In the year to March 2006, thetrainline sold ~ £400m of train tickets earning revenue of £47.5m and Ebitda of £11.7m. It operated retail websites for 16 of the 21 Train Operating Companies as well as providing business travel services direct to a number of blue-chip corporations and travel agents.
There were, however, a couple of looming problems for thetrainline – technology and competition.
The technology platform that thetrainline ran upon largely originated from 1997. An Oracle database, with a Microsoft ASP/Visual basic application and frontend. It was early web technology. At a time when the internet was evolving rapidly, it was now very dated. It had been scaled by adding more and more servers to the problem. Furthermore, the frontend user experience was feeling increasingly tired. Lots of pages, “please wait” pages and no predictive text or data pickers to make data entry easy. Train company clients, particularly Virgin, were applying pressure to be brought up to date, and were frustrated by the pace and cost of change. Capgemini, (thetrainline’s partner since day 1), provided a proposal to replatform the business, but thetrainline concluded it would lead the replatforming itself, outsourcing development to Hexaware in India.
New players
Whilst Virgin was applying the pressure for thetrainline to update its systems, the other main Anglo-Scot operator, GNER, had a different plan. It had been a customer of Qjump, but the merger resulted in it becoming a customer of thetrainline. thetrainline was owned by Virgin, its main competitor on the Anglo-Scot routes. Uncomfortable with the position it found itself in, GNER decided to go to market to develop its own online retail capability, and in early 2006 it appointed Atos Origin to develop and run its own internet retail platform.
Whilst GNER’s plans were very visible, another future competitor was quietly incubating well below the radar. In 2004 a modest travel agency, Harry Weeks Travel, launched an online booking service for travel agencies, called Evolvi. HWT would go on to be acquired by Capita, and the Evolvi platform would become a sizable player in the rail business travel market.
Virgin exit
In June 2006 thetrainline was sold to Exponent Private Equity for £163m. By this point the future of online retail as a concept was no longer in doubt, but it needed to invest in the next generation of technology, invest in marketing and improve its product to protect its market leading position, and accelerate growth.
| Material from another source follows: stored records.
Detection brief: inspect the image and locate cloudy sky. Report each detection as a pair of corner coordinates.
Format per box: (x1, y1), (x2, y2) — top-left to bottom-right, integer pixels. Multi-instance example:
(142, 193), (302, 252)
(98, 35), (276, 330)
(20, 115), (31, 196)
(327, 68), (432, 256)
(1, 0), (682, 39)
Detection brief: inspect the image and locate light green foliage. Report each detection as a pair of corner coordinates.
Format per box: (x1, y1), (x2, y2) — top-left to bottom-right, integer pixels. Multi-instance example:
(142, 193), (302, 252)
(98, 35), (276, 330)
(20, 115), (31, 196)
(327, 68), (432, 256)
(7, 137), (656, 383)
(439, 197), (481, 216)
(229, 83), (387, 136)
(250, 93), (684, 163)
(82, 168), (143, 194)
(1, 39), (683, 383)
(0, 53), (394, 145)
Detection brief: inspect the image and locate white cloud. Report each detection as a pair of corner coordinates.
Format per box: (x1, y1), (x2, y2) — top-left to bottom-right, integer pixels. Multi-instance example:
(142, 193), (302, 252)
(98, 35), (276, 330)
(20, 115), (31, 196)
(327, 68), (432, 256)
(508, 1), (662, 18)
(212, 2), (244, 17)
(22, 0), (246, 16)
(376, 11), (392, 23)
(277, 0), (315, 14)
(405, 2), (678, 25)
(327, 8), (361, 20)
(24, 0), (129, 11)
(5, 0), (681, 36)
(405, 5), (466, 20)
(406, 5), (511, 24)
In addition to replatforming the plan included new ideas such as the promise of ‘interactive Digital TV’ to grow reach, and dynamic packaging with hotels and events to grow the breadth of the offer.
thetrainline was now independent, with no ownership relationship with train operators. The flip side being that the industry relied upon an independent business for its highest growth channel. This would set the scene for the next chapter.